Published February 5, 2025 © GPL3+

Accelerating AI on MaaXBoard OSM93 Part 3: Camera Pipeline

Using NNStreamer to accelerate the camera pipeline

AdvancedProtip2 hours393

Accelerating AI on MaaXBoard OSM93 Part 3: Camera Pipeline

Things used in this project

Hardware components

Tria Technologies MaaXBoard OSM93

Tria Technologies AES-ACC-MAAX-DISP2

Webcam, Logitech® HD Pro

Software apps and online services

TensorFlow

NNStreamer

Story

INTRO

In our previous projects, we looked at quantizing models for MaaXBoard OSM93, and converting models to the Vela format.

Today we'll be looking at optimizing the camera pipeline to run even faster ML applications.

What is NNStreamer?

NNStreamer is an open source software built on top of GStreamer. GStreamer is a library that handles media pipelines. Not only can NNStreamer handle media (e.g. streaming video from a webcam), it can also parse tensors. This extends its capabilities to be able to integrate AI/ML models into streaming data flows.

NNStreamer supports the most popular inference engines (open source or not), like TensorFlow Lite, TensorFlow, PyTorch, ONNX, and more. On this NXP release, TensorFlow Lite and TVM engines are supported.

NXP has adapted NNStreamer to be accelerated on the VPUs, GPUs, and NPUs of its i.MX series boards.

Core components

NNstreamer core components

NNstreamer consists of components called elements. If you're familiar with GStreamer, you'll be familiar with source (input) and sink (output) elements. NNStreamer extends GStreamer with the stream filters that apply multiple operations to tensors. The 4 most important are below:

tensor_converter: Converts video frames to tensors.
tensor_filter: Executes the AI model (e.g., TFLite, TVM, etc.).
tensor_decoder: Post-processes outputs (e.g., bounding boxes, classifications).
tensor_sink: Captures tensor data for further use.

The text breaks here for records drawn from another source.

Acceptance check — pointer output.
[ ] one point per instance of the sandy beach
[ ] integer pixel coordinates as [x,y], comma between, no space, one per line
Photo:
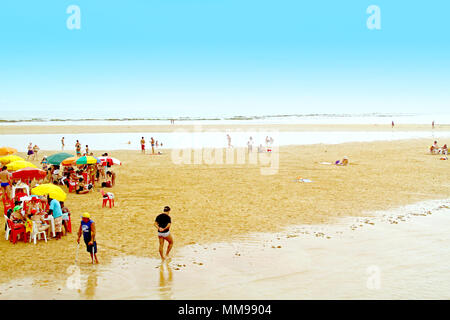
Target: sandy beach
[213,203]
[56,129]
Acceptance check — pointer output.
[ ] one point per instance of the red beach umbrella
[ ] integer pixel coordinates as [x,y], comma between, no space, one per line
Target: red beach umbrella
[29,173]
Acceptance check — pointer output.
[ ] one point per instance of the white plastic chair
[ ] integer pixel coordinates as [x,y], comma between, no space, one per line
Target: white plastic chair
[8,230]
[36,233]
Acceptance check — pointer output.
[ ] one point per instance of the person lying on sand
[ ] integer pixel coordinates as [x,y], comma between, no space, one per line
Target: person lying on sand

You can find the rest in NNStreamer's documentation here.

Similar software

A similar GStreamer plugin, GstInference, is less modular than NNStreamer, and lacks tensor_converter and tensor_decoder. If you used the i.MX8M+ Edge AI Kit, you might be familiar with this. On i.MX93 and other NXP i.MX boards it has been replaced with NNStreamer.

Image Classification example NNShark, a profiling tool based on GstShark, to monitor several pipeline metrics useful to assess the SoC hardware usage. NNShark can be used on the i.MX 8M Plus only.

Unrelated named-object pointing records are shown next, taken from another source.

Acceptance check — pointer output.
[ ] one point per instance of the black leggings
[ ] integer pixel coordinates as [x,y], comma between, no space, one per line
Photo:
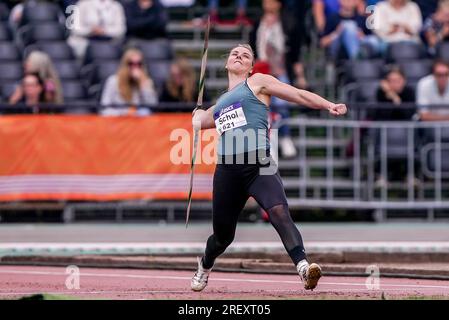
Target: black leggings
[233,185]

Image Classification example

We'll start with a super simple image classification example so that you can get the hang of NNStreamer. We'll be using Tensorflow Lite (you can find basic instructions for using with TVM in the i.MX Machine Learning User's Guide).

For our NNStreamer pipeline, we'll need the following elements:

Input Source: Feed an image into the pipeline.
Tensor Preprocessor: Resize, normalize, and format the input image.
Tensor Filter: Run inference using the MobileNet model.
Tensor Decoder: Decode the results into human-readable labels.

Download the Mobilenet TFLite model and labels.txt from here:

wget https://raw.githubusercontent.com/nnsuite/testcases/master/DeepLearningModels/tensorflow-lite/Mobilenet_v1_1.0_224_quant/labels.txt
wget https://github.com/nnsuite/testcases/raw/refs/heads/master/DeepLearningModels/tensorflow-lite/Mobilenet_v1_1.0_224_quant/mobilenet_v1_1.0_224_quant.tflite

In the same directory as the model and labels, run the following pipeline:

gst-launch-1.0 v4l2src name=cam_src ! videoconvert ! videoscale ! \
video/x-raw,width=640,height=480,format=RGB ! \
tee name=t_raw \
t_raw. ! queue ! textoverlay name=overlay font-desc="Sans, 26" ! \
videoconvert ! autovideosink name=img_tensor  \
t_raw. ! queue ! videoscale ! video/x-raw,width=224,height=224 ! \
tensor_converter ! \
tensor_filter framework=tensorflow-lite \
model=mobilenet_v1_1.0_224_quant.tflite ! \
tensor_decoder mode=image_labeling \
option1=labels.txt ! \
overlay.text_sink

Here's a graph explanation of this pipeline:

graph explanation of this pipeline

Tee divides one input into multiple outputs. One flow from the tee is converted into tensor stream (tensor_converter). Tensor_filter predicts classifications using the TFLite Mobilenet model.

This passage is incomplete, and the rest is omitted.